YM Biosciences Inc. lost more than half its value Wednesday on news that tesmilifene would fail to demonstrate a survival benefit in a pivotal Phase III trial in patients with metastatic or recurrent breast cancer.
The company acted on the recommendation of trial monitors and discontinued the study. YM Chairman and CEO David Allan said in a conference call that the company had no intention of conducting subset analyses or other data-mining efforts to seek potential ways forward in breast cancer. "There is no purpose in continuing," he said.
Allan, however, told BioWorld Today his company "is far from being down and out." He said the company ended the year with about C$80 million (US$68 million) in cash, has two other promising products in the clinic and had demonstrated its capabilities in making acquisitions and in conducting clinical trials.
"We have the management, the means and the money to be able to do it all over again," he said, adding that steps likely would be taken to enhance its pipeline. "That is our business strategy."
Tesmilifene, a small-molecule agent believed to sensitize tumor cells to chemotherapy, has been tested in various other tumor types and as part of different regimens. Allan said it was too early to assess what impact the pivotal data would have on other development plans for tesmilifene, including trials with partner Sanofi-Aventis Group evaluating the agent with docetaxel (Taxotere) in metastatic breast cancer. He said decisions would be made later on other trials in other indications being planned by the company and its partners.
The stock of Mississauga, Ontario-based YM fell C$2.50 on the Toronto Stock Exchange Wednesday, or 56 percent, to close at C$1.96. On AMEX (YMI), shares fell $2.03 to close at $1.75.
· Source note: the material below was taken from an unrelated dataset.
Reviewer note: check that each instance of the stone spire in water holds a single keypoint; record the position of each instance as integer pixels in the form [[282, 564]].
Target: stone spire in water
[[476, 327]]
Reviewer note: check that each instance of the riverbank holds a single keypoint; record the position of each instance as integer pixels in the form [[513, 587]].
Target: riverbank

Katherine Kim, who last week downgraded the stock on suspicions that the pivotal trial was not going to turn out well, said the extent of the stock drop was perhaps an overreaction by investors. The company has about $1.25 per share in cash, and she valued its other assets at $1.75 per share, leaving US$3 as a fair price, she said.
"This was a binary event from the company," Kim told BioWorld Today. "Most of the focus was on the potential of this compound." Kim took potential tesmilifene sales in all indications out of her models.
"I think they will re-evaluate everything for tesmilifene," Kim said. "It will hit a wall if they are going to continue in other indications. I think after the data from this trial it will be very difficult to convince people there would be potential in other cancers."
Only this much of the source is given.